While tackling heritage projects is not for the faint-hearted, investor demand is high for bricks and mortar and previously ignored sites are now viewed more favourably.
The George Group, which renovated 66 King Street into the Louis Vuitton flagship store, is now looking to sell, or lease, a floor at 75 King Street, known as Reid House. The 11-storey Federation building is thought to be Australia's tallest timber structure.
Agents say that prior to the success of the new LVMH store and building at 66 King Street, it wasn't so long ago that developers and investors ran for the hills at the mention of the word "heritage". Today, the reverse is occurring.
There is a significant proportion of the Sydney central business district classified as heritage, but many buildings have been internally converted for modern offices. Many of the sites have been converted into strata offices.

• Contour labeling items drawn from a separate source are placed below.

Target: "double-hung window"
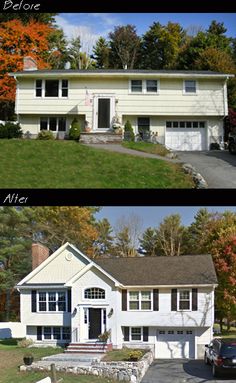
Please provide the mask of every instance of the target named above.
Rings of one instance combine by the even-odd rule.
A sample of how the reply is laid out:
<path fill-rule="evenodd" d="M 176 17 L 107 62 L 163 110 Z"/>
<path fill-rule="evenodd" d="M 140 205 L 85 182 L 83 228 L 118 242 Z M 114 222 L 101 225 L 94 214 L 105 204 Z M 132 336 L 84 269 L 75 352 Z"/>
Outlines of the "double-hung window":
<path fill-rule="evenodd" d="M 130 291 L 129 310 L 151 310 L 151 291 Z"/>
<path fill-rule="evenodd" d="M 197 84 L 195 80 L 185 80 L 184 81 L 184 92 L 185 93 L 196 93 Z"/>
<path fill-rule="evenodd" d="M 66 293 L 64 291 L 43 291 L 38 293 L 39 311 L 66 311 Z"/>

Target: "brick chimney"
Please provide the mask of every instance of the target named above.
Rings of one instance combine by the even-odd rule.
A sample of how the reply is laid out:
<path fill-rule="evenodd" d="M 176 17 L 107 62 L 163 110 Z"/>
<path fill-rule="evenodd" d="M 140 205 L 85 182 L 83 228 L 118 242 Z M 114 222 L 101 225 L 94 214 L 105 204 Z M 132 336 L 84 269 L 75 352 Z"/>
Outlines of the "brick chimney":
<path fill-rule="evenodd" d="M 32 270 L 36 269 L 49 257 L 49 249 L 41 243 L 32 244 Z"/>
<path fill-rule="evenodd" d="M 25 56 L 23 70 L 37 70 L 37 69 L 38 68 L 37 68 L 36 61 L 30 56 Z"/>

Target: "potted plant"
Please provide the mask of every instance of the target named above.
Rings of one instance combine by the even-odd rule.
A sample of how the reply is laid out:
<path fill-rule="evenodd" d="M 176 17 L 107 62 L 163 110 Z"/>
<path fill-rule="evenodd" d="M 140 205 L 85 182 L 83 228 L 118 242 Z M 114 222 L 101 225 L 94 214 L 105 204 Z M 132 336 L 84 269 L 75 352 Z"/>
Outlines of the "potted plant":
<path fill-rule="evenodd" d="M 108 339 L 110 338 L 110 335 L 110 330 L 104 331 L 102 334 L 98 335 L 98 339 L 100 340 L 100 342 L 107 343 Z"/>
<path fill-rule="evenodd" d="M 26 366 L 30 366 L 34 361 L 34 356 L 31 352 L 27 352 L 23 356 L 23 361 Z"/>

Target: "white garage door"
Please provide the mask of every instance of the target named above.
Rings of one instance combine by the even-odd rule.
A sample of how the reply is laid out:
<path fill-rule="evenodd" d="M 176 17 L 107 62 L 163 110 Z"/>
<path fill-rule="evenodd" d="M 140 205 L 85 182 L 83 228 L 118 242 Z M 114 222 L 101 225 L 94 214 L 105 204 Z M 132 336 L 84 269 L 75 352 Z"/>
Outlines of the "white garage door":
<path fill-rule="evenodd" d="M 157 330 L 155 357 L 158 359 L 194 358 L 193 330 Z"/>

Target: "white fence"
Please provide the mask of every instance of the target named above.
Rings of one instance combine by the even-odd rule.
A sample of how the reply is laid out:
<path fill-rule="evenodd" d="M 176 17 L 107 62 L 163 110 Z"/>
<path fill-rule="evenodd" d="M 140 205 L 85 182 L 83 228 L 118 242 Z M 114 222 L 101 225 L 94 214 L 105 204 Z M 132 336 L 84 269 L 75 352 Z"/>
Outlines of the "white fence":
<path fill-rule="evenodd" d="M 0 339 L 24 338 L 26 326 L 20 322 L 0 322 Z"/>

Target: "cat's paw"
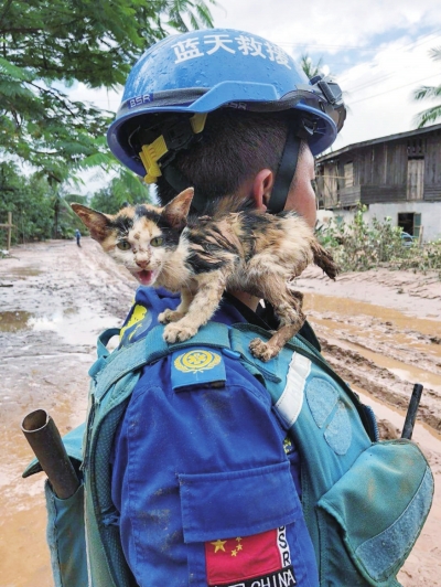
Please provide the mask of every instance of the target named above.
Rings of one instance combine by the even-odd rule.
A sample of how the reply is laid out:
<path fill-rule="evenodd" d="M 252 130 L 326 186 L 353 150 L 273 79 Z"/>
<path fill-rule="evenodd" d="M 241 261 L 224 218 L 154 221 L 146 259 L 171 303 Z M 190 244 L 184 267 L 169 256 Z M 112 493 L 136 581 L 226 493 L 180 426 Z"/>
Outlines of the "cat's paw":
<path fill-rule="evenodd" d="M 263 363 L 277 355 L 277 351 L 260 339 L 252 339 L 249 343 L 249 350 L 256 359 L 260 359 Z"/>
<path fill-rule="evenodd" d="M 183 342 L 184 340 L 189 340 L 194 337 L 196 332 L 197 328 L 195 327 L 180 325 L 179 323 L 174 322 L 164 328 L 162 337 L 165 342 L 172 344 L 173 342 Z"/>
<path fill-rule="evenodd" d="M 178 320 L 181 320 L 181 318 L 184 318 L 185 314 L 182 312 L 176 312 L 176 310 L 170 310 L 168 308 L 160 314 L 158 314 L 158 320 L 161 322 L 161 324 L 168 324 L 169 322 L 178 322 Z"/>

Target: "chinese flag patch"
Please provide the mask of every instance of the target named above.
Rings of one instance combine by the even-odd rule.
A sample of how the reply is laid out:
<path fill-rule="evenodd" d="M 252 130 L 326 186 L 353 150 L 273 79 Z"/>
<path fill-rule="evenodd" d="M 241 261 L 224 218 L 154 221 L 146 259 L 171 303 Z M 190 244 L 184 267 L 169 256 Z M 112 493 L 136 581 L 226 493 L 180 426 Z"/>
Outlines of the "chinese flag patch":
<path fill-rule="evenodd" d="M 248 585 L 249 579 L 254 579 L 252 585 L 260 585 L 259 578 L 279 573 L 292 577 L 284 585 L 295 585 L 284 526 L 252 536 L 206 542 L 205 557 L 209 587 L 227 587 L 237 581 Z"/>

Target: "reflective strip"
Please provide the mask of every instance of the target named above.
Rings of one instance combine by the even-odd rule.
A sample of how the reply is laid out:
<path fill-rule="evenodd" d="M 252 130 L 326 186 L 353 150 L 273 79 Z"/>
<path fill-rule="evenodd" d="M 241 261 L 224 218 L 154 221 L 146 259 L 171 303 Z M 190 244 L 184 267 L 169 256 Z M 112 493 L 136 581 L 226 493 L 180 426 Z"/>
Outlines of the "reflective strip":
<path fill-rule="evenodd" d="M 276 404 L 278 414 L 290 428 L 303 405 L 304 385 L 311 372 L 311 361 L 299 353 L 292 353 L 283 393 Z"/>
<path fill-rule="evenodd" d="M 94 587 L 92 584 L 89 537 L 87 535 L 87 493 L 86 483 L 84 484 L 84 536 L 86 538 L 86 561 L 87 561 L 87 587 Z"/>

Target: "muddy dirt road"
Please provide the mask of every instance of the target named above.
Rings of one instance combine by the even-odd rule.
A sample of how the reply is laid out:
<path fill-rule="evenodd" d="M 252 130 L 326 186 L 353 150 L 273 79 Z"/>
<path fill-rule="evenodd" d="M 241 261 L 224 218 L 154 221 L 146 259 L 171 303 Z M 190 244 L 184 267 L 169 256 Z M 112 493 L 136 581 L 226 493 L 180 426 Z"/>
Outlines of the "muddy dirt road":
<path fill-rule="evenodd" d="M 136 282 L 96 243 L 51 241 L 0 260 L 0 587 L 52 587 L 43 474 L 20 424 L 39 407 L 62 434 L 84 420 L 97 334 L 120 325 Z M 297 281 L 324 354 L 373 405 L 385 434 L 401 429 L 415 382 L 424 385 L 413 439 L 435 473 L 435 498 L 400 573 L 405 587 L 441 586 L 441 284 L 386 270 L 336 282 L 315 269 Z"/>

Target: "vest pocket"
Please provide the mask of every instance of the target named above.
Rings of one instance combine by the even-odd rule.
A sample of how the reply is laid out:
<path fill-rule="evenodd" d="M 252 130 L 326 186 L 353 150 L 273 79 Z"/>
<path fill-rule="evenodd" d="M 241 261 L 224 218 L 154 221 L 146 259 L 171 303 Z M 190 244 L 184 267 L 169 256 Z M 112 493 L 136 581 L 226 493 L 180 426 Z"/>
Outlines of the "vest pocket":
<path fill-rule="evenodd" d="M 84 526 L 84 485 L 67 500 L 61 500 L 45 483 L 47 545 L 55 587 L 87 585 Z"/>
<path fill-rule="evenodd" d="M 190 585 L 302 585 L 293 526 L 309 536 L 288 462 L 179 481 Z"/>
<path fill-rule="evenodd" d="M 366 449 L 318 503 L 325 585 L 342 585 L 342 574 L 351 575 L 351 566 L 333 568 L 338 549 L 358 574 L 343 585 L 399 585 L 396 575 L 422 530 L 432 495 L 433 477 L 417 445 L 391 440 Z"/>

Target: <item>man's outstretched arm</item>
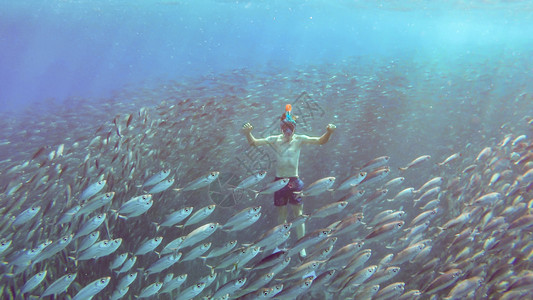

Capital markets director at CBRE, Gavin Lloyd, said heritage conversions are now helping to create value, and in some cases better financial outcomes, compared with modern office assets. He said a significant proportion of the occupier market is seeking creative and interesting work spaces. That has led to developer and investors getting involved, particularly with low interest rates making higher-yielding property look attractive.
Mr Lloyd said a number of Sydney heritage precincts had been refurbished by developers, including finger wharves at Wooloomooloo, Jones Bay at Pyrmont and Walsh Bay's Pier 8 and 9.
"Some recent lease deals have demonstrated tenant incentives for creative heritage space can be half that of conventional office stock," Mr Lloyd said.
At 36 Hickson Road, a sandstone heritage building, which was a gas works and refurbished by Lend Lease, is attracting strong buyer interest, according to CBRE.
Mr Lloyd said demand for heritage space has also led to an intense investor focus on Sydney's western corridor, where many of the city's original heritage warehouses have been converted to funky and contemporary office space.
The precinct is developing into a creative hub that has attracted architects and designers, along with advertising, media and software groups. Some tenants have reportedly paid more than the asking rent to secure their desired creative space.
Online travel company Wotif recently leased 1350 square metres of space in the 1887-built Corn Exchange building in Sussex Street.
Wotif chief executive Scott Blume said the company and staff considered the historic building to be an "inspirational work place".